Anyway, this week I had to fly to Austin, TX. Simple enough, except I
was leaving via a little airport in White Plains, NY (international
designation my ass, it has 4 gates and you have to go outside onto the
tarmac) where the bit of flurries we got messed up incoming and
outgoing flights. Long story short (to late, I know), my flight was
delayed and I was left with a 3 minute layover in Detroit. So I took
the airline's offer to just reschedule the whole mess for the
following day.

"Your checked luggage has already been put on board. What color is
your luggage, so the crew can find it and return it to you?"
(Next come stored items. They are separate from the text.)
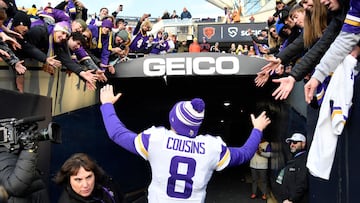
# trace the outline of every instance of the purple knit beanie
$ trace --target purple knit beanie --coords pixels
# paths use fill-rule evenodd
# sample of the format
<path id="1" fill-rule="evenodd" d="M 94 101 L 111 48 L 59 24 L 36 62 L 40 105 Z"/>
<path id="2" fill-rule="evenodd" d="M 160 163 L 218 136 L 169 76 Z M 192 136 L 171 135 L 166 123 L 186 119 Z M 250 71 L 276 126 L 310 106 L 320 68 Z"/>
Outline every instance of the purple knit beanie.
<path id="1" fill-rule="evenodd" d="M 101 23 L 101 27 L 107 27 L 109 29 L 114 27 L 114 23 L 111 20 L 103 20 Z"/>
<path id="2" fill-rule="evenodd" d="M 70 35 L 71 33 L 70 24 L 67 21 L 58 22 L 54 26 L 54 31 L 62 31 Z"/>
<path id="3" fill-rule="evenodd" d="M 176 103 L 169 113 L 171 127 L 180 135 L 195 137 L 204 119 L 205 103 L 195 98 Z"/>

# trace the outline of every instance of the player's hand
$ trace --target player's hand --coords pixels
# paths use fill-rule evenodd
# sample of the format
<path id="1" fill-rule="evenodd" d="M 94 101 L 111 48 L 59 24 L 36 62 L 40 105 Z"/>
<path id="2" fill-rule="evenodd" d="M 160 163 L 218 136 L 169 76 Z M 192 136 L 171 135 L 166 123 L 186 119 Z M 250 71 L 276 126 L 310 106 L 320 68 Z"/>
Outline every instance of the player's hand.
<path id="1" fill-rule="evenodd" d="M 105 85 L 100 90 L 100 101 L 102 104 L 112 103 L 114 104 L 121 96 L 121 93 L 114 95 L 114 90 L 112 85 Z"/>
<path id="2" fill-rule="evenodd" d="M 310 80 L 304 86 L 304 96 L 306 103 L 310 104 L 311 100 L 314 97 L 315 90 L 320 82 L 315 78 L 310 78 Z"/>
<path id="3" fill-rule="evenodd" d="M 275 83 L 280 83 L 280 86 L 272 93 L 272 96 L 275 97 L 276 100 L 287 99 L 296 82 L 296 80 L 292 76 L 280 79 L 273 79 L 272 81 Z"/>
<path id="4" fill-rule="evenodd" d="M 266 126 L 268 126 L 271 123 L 271 120 L 266 116 L 265 111 L 263 111 L 257 118 L 255 118 L 254 114 L 251 114 L 250 117 L 254 128 L 260 131 L 263 131 L 266 128 Z"/>

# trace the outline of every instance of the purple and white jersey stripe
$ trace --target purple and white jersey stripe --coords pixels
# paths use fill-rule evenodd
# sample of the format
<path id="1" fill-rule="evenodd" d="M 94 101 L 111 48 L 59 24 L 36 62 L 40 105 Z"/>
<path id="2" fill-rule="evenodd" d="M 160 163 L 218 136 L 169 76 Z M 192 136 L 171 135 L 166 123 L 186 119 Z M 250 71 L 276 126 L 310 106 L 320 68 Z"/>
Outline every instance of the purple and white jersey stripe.
<path id="1" fill-rule="evenodd" d="M 342 31 L 354 34 L 360 33 L 360 1 L 350 1 L 350 9 L 346 15 Z"/>

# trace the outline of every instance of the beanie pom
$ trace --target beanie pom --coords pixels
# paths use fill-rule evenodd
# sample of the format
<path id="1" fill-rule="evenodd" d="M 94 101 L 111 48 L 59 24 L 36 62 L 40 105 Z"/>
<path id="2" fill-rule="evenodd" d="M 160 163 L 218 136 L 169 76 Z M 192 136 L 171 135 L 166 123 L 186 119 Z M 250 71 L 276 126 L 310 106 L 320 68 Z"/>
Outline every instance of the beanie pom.
<path id="1" fill-rule="evenodd" d="M 193 106 L 195 111 L 197 111 L 198 113 L 203 112 L 205 109 L 205 103 L 200 98 L 195 98 L 195 99 L 191 100 L 191 105 Z"/>

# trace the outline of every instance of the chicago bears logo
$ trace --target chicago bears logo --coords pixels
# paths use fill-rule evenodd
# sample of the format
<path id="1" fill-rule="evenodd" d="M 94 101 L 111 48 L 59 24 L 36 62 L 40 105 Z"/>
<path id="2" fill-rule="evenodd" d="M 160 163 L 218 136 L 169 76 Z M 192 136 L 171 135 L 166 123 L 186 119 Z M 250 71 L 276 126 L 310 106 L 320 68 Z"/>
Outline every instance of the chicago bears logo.
<path id="1" fill-rule="evenodd" d="M 214 27 L 204 27 L 203 34 L 206 38 L 211 39 L 215 35 L 215 28 Z"/>

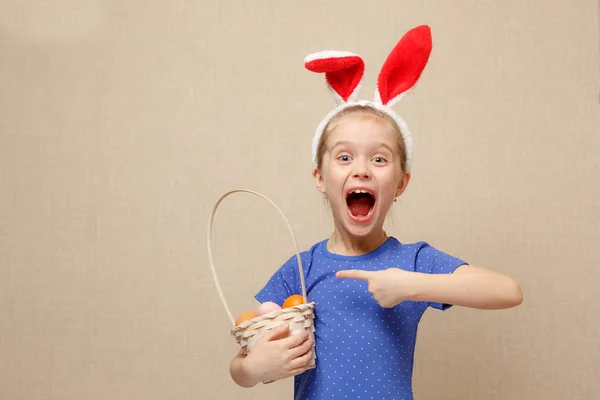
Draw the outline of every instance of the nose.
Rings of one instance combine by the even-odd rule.
[[[371,177],[371,164],[362,157],[353,163],[352,177],[356,179],[369,179]]]

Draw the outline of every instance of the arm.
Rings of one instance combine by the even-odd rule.
[[[418,274],[408,300],[498,310],[523,302],[520,286],[509,276],[462,265],[452,274]],[[409,284],[410,284],[410,280]]]
[[[241,351],[231,360],[229,372],[242,387],[298,375],[308,369],[313,339],[305,331],[289,336],[287,325],[274,328],[256,342],[252,351]]]
[[[255,386],[260,379],[257,379],[252,375],[252,371],[244,369],[244,360],[246,355],[242,350],[231,360],[229,365],[229,374],[235,383],[241,387],[252,387]]]
[[[521,288],[509,276],[468,265],[458,267],[452,274],[389,268],[339,271],[336,276],[367,281],[369,292],[382,307],[414,300],[494,310],[515,307],[523,301]]]

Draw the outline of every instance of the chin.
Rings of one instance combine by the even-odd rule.
[[[373,232],[375,231],[374,229],[375,227],[355,227],[355,226],[349,226],[346,228],[346,230],[348,231],[348,233],[355,238],[360,238],[360,239],[366,239],[368,238],[371,234],[373,234]]]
Proudly, I pronounced "Flaming Purple," much to her amusement and the
people around me. They found it in no time, and I was on my way back
home to wake for the 5am flight that I had been trying to avoid all
along.

Epilogue:
Either it was the luggage, or the roadcase of camera equipment and
wireless transmitters and receivers that doomed the rest of my trip.
Or the sudden changes to my flight itinerary, despite it being at the
airline's own hands. Anyway, I proceeded to get pulled aside for
"Special Search" all through my trip. Maybe it was the whole "same
name as an Irish bank robber wanted for millions even though he's like
30 years my senior". So I ended up getting groped by Homeland
Security at every checkpoint in my trip, having my carry-on laptop bag
and roadcase emptied out and swabbed constantly, and at one point
having the security lady take out a wireless receiver, with the dual
antenna and odd knobs and apparatus, and look at it weird and call her
supervisor over. Hell, I couldn't even check in electronically with
my flight number, and they had to over-ride the check-in system to let
me get on the flipping plane! But I'm used to that; never in my life
have I been allowed to breeze through check-in and scan my ticket/
punch in my flight number and move to the next line. And you thought I
stood out only for my love of purple? Nope. Sure, the woman next to
me who also got called for "special search" got the electronic wand.
Not me, I got Roman Hands to inspect me personally, can you please
close my laptop up because it's turning on and i want to save my
battery power so I don't have to sit between a drink vending machine
and a garbage can again outside the men's room because I'm trying to
leech off the power outlet.

At least my friend Ellen (you remember her from last week) bought me
fleecy purple socks that I'm wearing home. Thank you, they're comfy!

Sunday, February 1, 2009

Purple Shirt of the Week: Wanted: One princess, with size 6 shoe

I know, I get confused for Prince Charming ALL THE TIME. I'm just
kinda used to it now.

Here's a submission from someone who didn't want to be online, but
wears more purple than you and I put together. So she gave me one of
her shoes in proxy. But then when I went to return it to her, she'd
left!

Does this fit you? Trying to find my purple princess!